L'homme noir, cependant, les mains nouées aux crins de sa monture, se livre à une foule d'évolutions plus ou moins adroites, plus ou moins heureuses, pour déjouer ses desseins évidemment malintentionnés. Mais bientôt, meurtri, lacéré par tout le corps, il est contraint de lâcher prise. Il tombe.., et, pour surcroît de disgrâce, reçoit dans la mâchoire, au moment même de sa chute, une rapide série de ruades capables d'assommer un boeuf ; ce qui toutefois ne l'empêche pas de suivre de l'oeil son poulain, tant le diable a la vie dure.
A la crainte de perdre une bête de ce prix, se joint désormais dans son coeur le désir de s'en venger ; aussi n'en fait-il ni une ni deux : il se change en loup et s'élance à sa poursuite avec tant d'ardeur, qu'un instant lui suffit pour l'atteindre.
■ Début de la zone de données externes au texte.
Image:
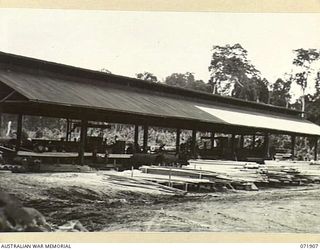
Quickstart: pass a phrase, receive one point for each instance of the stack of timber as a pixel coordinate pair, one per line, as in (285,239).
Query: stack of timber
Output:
(217,181)
(169,177)
(221,175)
(239,173)
(293,172)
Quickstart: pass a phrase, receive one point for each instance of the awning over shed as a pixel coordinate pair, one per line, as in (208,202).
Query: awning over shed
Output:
(61,90)
(259,120)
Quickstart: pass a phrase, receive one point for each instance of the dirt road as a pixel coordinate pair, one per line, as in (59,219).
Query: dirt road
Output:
(104,203)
Déjà il bondit et va lui sauter sur la croupe, lorsque le poulain, qui a tout vu, tout prévu, se transforme soudain en hirondelle, pointe comme une fusée à travers le feuillage, et s'élève, et plane bientôt au-dessus du dôme verdoyant de la forêt.
Alors, seulement, Satan comprit à qui il avait affaire : ses secrets avaient été surpris ; il devina tout, et sa rage fut au comble.
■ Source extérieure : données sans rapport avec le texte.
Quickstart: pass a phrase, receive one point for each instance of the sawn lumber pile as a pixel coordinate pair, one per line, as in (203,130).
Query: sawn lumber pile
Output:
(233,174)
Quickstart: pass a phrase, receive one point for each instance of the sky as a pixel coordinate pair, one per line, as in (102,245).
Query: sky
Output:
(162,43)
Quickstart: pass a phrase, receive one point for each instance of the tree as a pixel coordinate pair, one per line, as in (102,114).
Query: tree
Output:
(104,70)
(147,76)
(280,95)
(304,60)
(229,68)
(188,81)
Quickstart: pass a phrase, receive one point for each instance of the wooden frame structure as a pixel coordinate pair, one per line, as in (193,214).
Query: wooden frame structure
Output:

Sans perdre une seconde, de loup qu'il était, il devient épervier, perce à son tour la voûte mobile de la forêt, et gagne d'un vol puissant les hautes régions du ciel.
Un coup d'oeil lui a suffi : ce point noir, qui fuit et va se perdre, là-bas, au fond de l'horizon, c'est l'hirondelle. L'épervier part comme l'éclair.
Cependant le roi du pays qui prenait, ce jour-là, le plaisir de la chasse à l'oiseau, accompagné de sa fille et de quelques personnes de sa cour, traversait, en ce moment, la vaste plaine au-dessus de laquelle semblait sur le point de se dénouer le drame de Jean le Chanceux.
- - Voyez ! voyez ! dit tout à coup le roi à sa fille, en lui indiquant du doigt, presque au-dessus de leur tête, l'épervier qui était près d'atteindre l'hirondelle.
- Pauvre petite ! elle est perdue !.., s'écria la princesse, les yeux tournés vers le zénith.
- Presque aussitôt, elle cessa d'apercevoir les deux oiseaux, et sentit dans ses vêtements quelque chose qui la gênait.
Or, ce qui l'incommodait ainsi, c'était d'abord Jean le Chanceux qui, voyant l'épervier fondre sur lui, avait jugé à propos de se changer en diamant et de se laisser choir dans la gorgerette de la jeune fille; c'était ensuite, le dirons-nous ?.., le diable lui-même qui, sous la forme d'un grain de blé, avait suivi de près Jean le Chanceux dans sa charmante retraite.
La princesse, qui était loin de se douter d'un aussi mauvais voisinage, se tient un moment à l'écart, saute à bas de sa haquenée, secoue sa robe et se débarrasse des deux objets qui tombent et se perdent dans le gazon ; puis elle se remet en selle et rejoint la chasse.
A l'instant même, Jean le Chanceux, plus que jamais sur ses gardes, se change en coq, saute sur le grain de blé, l'avale, et chante par trois fois sa victoire d'une voix claire et retentissante.
Vingt minutes après, il soupait tranquillement avec son père et sa mère, ainsi qu'il le leur avait promis la veille, et leur racontait joyeusement la fin de son histoire.
Les uns disent que, grâce aux sommes assez rondes qu'il avait tirées du diable, Jean le Chanceux devint le coq de son village, et que, tout en se faisant aimer d'un chacun, il passa, toute sa vie, pour avoir le diable au corps. D'autres prétendent qu'il fit main basse sur les trésors du vieux manoir de la forêt, et qu'étant devenu le plus grand seigneur de la contrée, il eut l'occasion de rendre au roi des services d'argent de la dernière importance. Ils ajoutent que, ne pouvant oublier les charmes de la princesse, après l'avoir approchée d'aussi près, il parvint à gagner ses bonnes grâces et enfin à l'épouser, au grand contentement de tout le monde.